A local online newspaper, http://www.hasanews.com/, earlier reported that six people were killed and 12 were wounded, some seriously, in what it called a “terrorist attack” on the ceremonies in the village.
Videos purporting to show the aftermath of the attack posted to social media showed a body lying in a pool of blood outside a building, with people milling around calling for help. The authenticity of the videos could not immediately be confirmed.
One of the videos showed a man holding spent bullet casings at the bloodstained entrance to what appears to be a Shiite place of worship.
Reacting to the attacks, the Bahraini foreign minister Shaikh Khaled Bin Ahmad Al Khalifa extended his condolences on Twitter, adding that had it not been for the vigilance of the country’s security forces, a similar attack could not have been ruled out in his country. Bahrain has a large Shiite population. “Thank you to the interior ministry,” he tweeted.
The commemoration of Ashura, which marks the death of Hussain Bin Ali, the grandson of Prophet Mohammad (PBUH) and one of Shiite Islam’s most revered figures, peaks on Tuesday.
Protests and sporadic attacks on security forces have wracked Shiite areas of Eastern Province where the community complains of marginalisation.
Tensions escalated last month after a Saudi court handed down a death sentence against leading Shiite cleric Nimr Al Nimr, a driving force behind the demonstrations.
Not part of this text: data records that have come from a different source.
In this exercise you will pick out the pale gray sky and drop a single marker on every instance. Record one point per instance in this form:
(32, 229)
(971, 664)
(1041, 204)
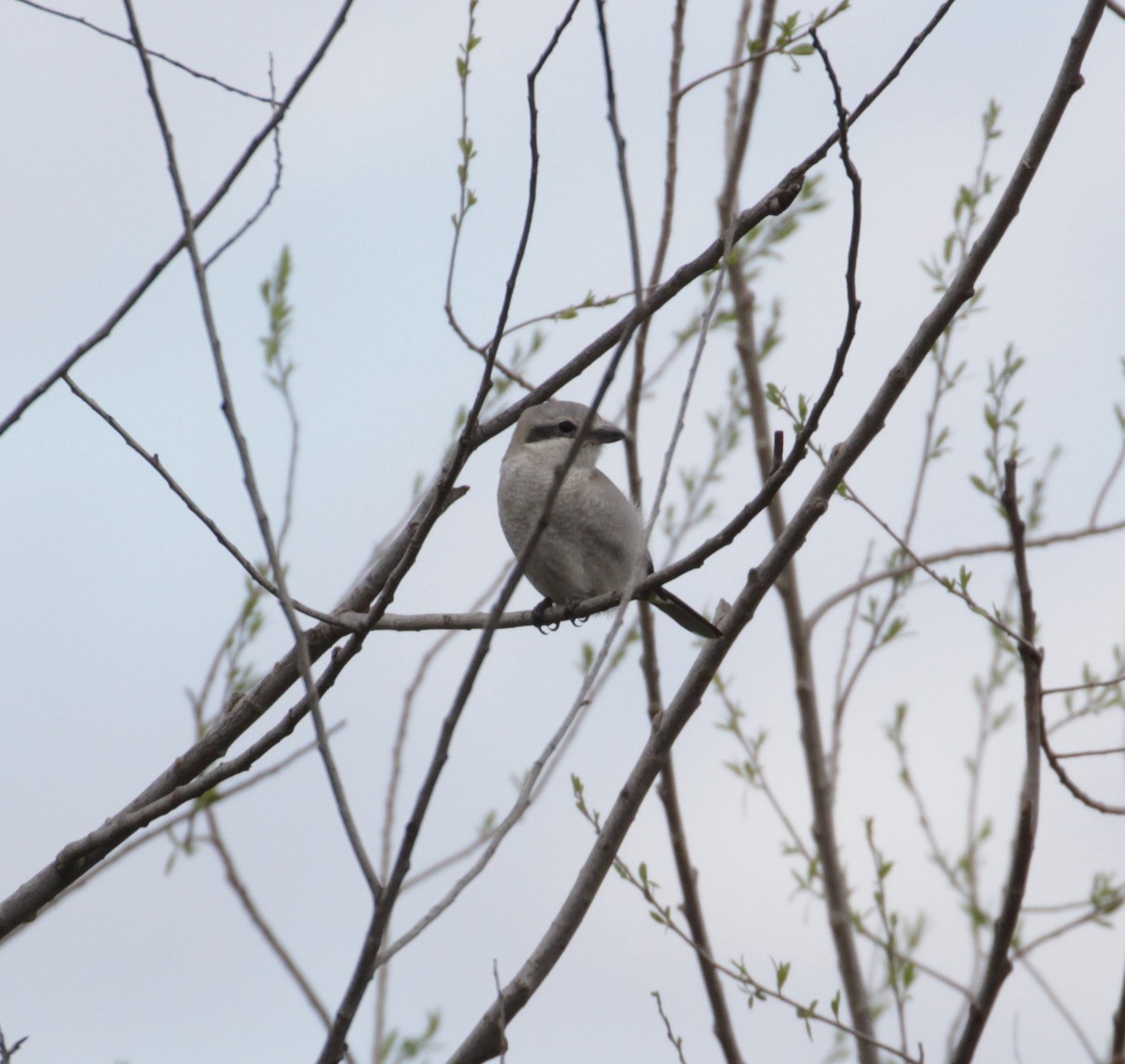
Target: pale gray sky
(113, 597)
Protests erupted in the region in February 2011 after an outbreak of violence between Shiite pilgrims and religious police in the Muslim holy city of Madinah.
They escalated after the kingdom’s intervention in neighbouring Bahrain later that year to support the government against an uprising led by the Shiite community.
Hundreds were arrested in a subsequent crackdown, according to Amnesty International.
Al Nimr was shot and wounded during his arrest in July 2012 rekindling tensions in the region.
After his death sentence for sedition on October 15, his family accused the court of ignoring his “peaceful and non-violent approach,” saying the case had caused “social and political discontent”.
Three days later, gunmen fired on a security patrol in the east, setting fire to an oil pipeline.